David Belasco

Belasco’s Property Room, 1920

The following is the first part of a 1920 article on David Belasco’s property collection:

Belasco’s Property Room Houses Antique Gems

by Frank Vreeland

Fortunate is the man who has a theatre where the memories of past triumphs of the stage linger about rare souvenirs of the occasion, but if that man has also a storage place filled with curios which is considered to be haunted he is thrice blessed, according to current ideas.

In such a happy situation is David Belasco, whose Belasco Theatre is filled with old hand bills of Booth and other stage celebrities and unusual prints of theatrical performances—besides mementoes of Napoleon—so that it might be said to be a paper monument to past glories. In addition he has a storeroom in connection with his warehouse at 511 West Forty-sixth street, where many of his most valuable “props” are kept, dating back to his first managerial experiences, as well as pounds and pounds of antiques which Mr. Belasco is constantly collecting, even if they are not to be used to make any production more realistic, but merely to complete his assortment of relics.

David Belasco
David Belasco

Lounging Place for Spooks

It is the collection in this storeroom, valued at $50,000, that is believed by Belasco henchmen to be a favorite lounging place for spooks. As might be expected of the man who revealed a deep interest in psychic matters by his production of “The Return of Peter Grimm” and “The Case of Becky,” Mr. Belasco himself holds to the idea that spirits hover about the storeroom—which indicates how wide awake they are, even if dead, to pay attention to such a fascinating display.

Belasco’s head property man, Matthew Purcell, firmly believes that this room is the rendezvous for the ghosts of players who even in their other state can’t keep away from the paint and trappings of their profession. Mr. Purcell has been with Mr. Belasco eighteen years. His Celtic mysticism may account for his readiness to see a ghost as well as a joke. And by the same token, being Irish, he takes his ghosts humorously and says the ghosts are good fellows if you’re not afraid of them.

But he says he’s known property men who didn’t care to be on speaking terms with the wraiths, and who consequently have come out of the property room screaming. Watchmen from a private agency have refused to go into the place unless accompanied by a property man who isn’t afraid of meeting the misty visitors. Concerning one of Mr. Belasco’s other storage houses, where the larger scenic investiture is kept, a story is related of a watchman who thought he saw something moving one night and shot the walls full of bullets.
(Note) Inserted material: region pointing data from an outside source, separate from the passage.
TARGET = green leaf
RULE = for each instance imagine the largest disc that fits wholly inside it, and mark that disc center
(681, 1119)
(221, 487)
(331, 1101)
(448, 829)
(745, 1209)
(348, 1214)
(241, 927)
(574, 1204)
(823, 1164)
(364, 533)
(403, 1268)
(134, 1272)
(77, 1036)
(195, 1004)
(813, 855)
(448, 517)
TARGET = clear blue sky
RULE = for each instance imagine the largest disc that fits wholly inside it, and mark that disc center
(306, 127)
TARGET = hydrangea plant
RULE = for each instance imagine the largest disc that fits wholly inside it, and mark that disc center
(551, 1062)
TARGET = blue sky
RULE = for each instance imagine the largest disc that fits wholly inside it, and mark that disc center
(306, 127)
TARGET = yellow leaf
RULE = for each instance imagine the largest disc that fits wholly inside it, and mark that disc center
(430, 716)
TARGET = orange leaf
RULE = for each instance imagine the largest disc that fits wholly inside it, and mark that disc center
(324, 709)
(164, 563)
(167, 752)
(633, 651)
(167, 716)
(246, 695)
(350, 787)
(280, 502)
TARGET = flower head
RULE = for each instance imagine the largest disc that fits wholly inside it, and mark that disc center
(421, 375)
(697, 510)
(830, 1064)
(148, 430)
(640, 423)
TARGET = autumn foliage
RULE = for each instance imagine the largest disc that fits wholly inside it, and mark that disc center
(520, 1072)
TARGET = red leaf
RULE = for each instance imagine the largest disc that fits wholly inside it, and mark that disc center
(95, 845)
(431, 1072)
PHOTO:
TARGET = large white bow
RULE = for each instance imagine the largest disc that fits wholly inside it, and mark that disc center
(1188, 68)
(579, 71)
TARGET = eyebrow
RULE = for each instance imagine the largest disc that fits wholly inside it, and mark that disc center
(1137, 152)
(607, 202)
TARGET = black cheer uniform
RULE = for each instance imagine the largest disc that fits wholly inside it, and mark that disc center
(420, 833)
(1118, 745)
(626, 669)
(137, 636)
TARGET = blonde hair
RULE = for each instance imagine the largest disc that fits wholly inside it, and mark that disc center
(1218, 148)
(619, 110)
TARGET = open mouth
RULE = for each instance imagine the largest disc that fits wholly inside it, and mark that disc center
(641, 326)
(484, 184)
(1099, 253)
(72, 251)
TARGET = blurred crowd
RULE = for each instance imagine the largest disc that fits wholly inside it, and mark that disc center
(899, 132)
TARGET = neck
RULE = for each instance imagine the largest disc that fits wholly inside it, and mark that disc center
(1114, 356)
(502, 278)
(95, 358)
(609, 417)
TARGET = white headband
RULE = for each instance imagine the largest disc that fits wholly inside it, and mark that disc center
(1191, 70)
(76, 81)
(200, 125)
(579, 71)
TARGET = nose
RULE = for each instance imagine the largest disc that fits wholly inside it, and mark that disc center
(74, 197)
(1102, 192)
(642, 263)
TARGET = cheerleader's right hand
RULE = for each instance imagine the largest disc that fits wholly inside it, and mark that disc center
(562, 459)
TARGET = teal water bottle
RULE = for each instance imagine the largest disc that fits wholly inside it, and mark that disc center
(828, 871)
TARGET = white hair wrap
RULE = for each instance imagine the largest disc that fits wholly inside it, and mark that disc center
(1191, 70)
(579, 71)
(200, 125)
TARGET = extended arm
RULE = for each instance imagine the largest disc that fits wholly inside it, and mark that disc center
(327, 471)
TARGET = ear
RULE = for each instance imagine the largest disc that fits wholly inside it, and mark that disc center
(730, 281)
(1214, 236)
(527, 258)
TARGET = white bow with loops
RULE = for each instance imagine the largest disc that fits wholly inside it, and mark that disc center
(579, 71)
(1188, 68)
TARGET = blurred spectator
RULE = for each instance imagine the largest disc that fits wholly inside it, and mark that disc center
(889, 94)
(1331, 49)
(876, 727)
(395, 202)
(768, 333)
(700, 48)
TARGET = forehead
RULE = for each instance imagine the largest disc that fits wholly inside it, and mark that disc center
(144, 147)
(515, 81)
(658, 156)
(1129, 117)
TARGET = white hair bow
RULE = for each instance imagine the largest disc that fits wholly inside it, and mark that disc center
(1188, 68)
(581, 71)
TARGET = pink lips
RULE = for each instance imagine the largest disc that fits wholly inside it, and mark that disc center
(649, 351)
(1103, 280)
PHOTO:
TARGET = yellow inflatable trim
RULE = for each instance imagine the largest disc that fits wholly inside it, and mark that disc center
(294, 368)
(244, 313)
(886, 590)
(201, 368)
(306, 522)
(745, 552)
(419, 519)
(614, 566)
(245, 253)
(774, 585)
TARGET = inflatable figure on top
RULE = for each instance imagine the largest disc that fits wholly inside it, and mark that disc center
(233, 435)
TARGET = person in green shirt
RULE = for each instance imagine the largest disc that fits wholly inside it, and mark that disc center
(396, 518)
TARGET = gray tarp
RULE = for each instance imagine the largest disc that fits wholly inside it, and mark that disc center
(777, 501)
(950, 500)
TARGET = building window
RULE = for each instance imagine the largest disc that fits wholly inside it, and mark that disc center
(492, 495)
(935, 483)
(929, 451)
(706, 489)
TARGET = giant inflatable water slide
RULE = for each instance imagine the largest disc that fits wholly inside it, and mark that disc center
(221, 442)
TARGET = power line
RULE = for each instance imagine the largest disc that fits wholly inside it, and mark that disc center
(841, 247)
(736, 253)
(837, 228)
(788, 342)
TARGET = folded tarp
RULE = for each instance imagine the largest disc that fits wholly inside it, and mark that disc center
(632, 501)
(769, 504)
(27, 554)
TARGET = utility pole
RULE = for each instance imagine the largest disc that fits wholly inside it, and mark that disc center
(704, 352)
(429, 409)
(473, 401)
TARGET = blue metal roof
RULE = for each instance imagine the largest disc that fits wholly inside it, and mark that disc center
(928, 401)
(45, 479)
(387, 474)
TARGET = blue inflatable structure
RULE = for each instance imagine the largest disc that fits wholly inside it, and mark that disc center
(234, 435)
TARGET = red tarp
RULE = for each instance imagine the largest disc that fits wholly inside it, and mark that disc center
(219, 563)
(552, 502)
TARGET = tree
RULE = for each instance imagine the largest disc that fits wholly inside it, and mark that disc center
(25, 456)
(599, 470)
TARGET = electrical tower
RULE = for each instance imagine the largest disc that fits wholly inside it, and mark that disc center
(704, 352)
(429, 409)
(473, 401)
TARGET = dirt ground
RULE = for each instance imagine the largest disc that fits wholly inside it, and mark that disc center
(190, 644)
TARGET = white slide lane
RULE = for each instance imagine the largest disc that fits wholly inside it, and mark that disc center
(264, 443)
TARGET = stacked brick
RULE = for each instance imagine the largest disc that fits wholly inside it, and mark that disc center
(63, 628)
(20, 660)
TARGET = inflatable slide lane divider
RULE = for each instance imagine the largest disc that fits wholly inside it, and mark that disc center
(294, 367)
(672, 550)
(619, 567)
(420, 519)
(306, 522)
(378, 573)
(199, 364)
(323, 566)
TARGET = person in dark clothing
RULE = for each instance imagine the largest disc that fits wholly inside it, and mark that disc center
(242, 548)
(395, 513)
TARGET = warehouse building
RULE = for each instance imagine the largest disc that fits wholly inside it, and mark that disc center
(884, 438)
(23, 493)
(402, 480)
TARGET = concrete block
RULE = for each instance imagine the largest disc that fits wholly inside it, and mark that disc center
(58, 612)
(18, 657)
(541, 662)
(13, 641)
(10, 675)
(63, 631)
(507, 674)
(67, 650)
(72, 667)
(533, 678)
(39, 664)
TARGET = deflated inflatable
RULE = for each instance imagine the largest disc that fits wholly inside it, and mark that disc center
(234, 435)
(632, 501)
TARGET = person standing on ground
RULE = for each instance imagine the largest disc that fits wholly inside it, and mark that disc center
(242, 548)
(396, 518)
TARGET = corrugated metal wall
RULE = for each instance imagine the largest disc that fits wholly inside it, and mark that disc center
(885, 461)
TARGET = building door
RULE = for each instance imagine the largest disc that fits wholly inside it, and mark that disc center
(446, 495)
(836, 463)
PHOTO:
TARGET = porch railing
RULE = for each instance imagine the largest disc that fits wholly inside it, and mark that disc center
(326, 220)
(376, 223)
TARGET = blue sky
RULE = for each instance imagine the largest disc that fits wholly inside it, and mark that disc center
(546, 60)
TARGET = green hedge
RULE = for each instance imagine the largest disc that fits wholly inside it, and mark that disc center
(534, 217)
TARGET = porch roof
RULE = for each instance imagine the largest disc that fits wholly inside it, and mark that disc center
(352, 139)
The “haunted” storeroom, the one containing the smaller relics, unquestionably has an eerie atmosphere. It is spooky, indeed, in the dim crepuscular illumination from a dusty skylight, with supernatural forms seeming to float near the ceiling—even though one finds afterward that they’re only the silken hangings from “Polly With a Past.” Vague, threatening forms seem to lurk in the semi-darkness, and menacing arms seem stretched out for one, but one grows bold on finding them nothing but breastplates, deer antlers, hunting horns and swords—when the lights go on.

The electric bulbs reveal a room about thirty feet long and half as wide, with most of the curios on view in cabinets which must make it very convenient for the ghostly visitors. While looking over the exhibits one hears curious noises—the wailing of children, the yowling of cats, the slamming of a cabinet door behind one’s back—and the writer, who heard them, isn’t a spiritualist—not while there’s plenty of candle-power.

Original Publication: Vreeland, Frank. “Belasco’s Property Room Houses Antique Gems.” The Sun and New York Herald 1 Feb. 1920, Sunday Magazine Section sec.: 7. Print.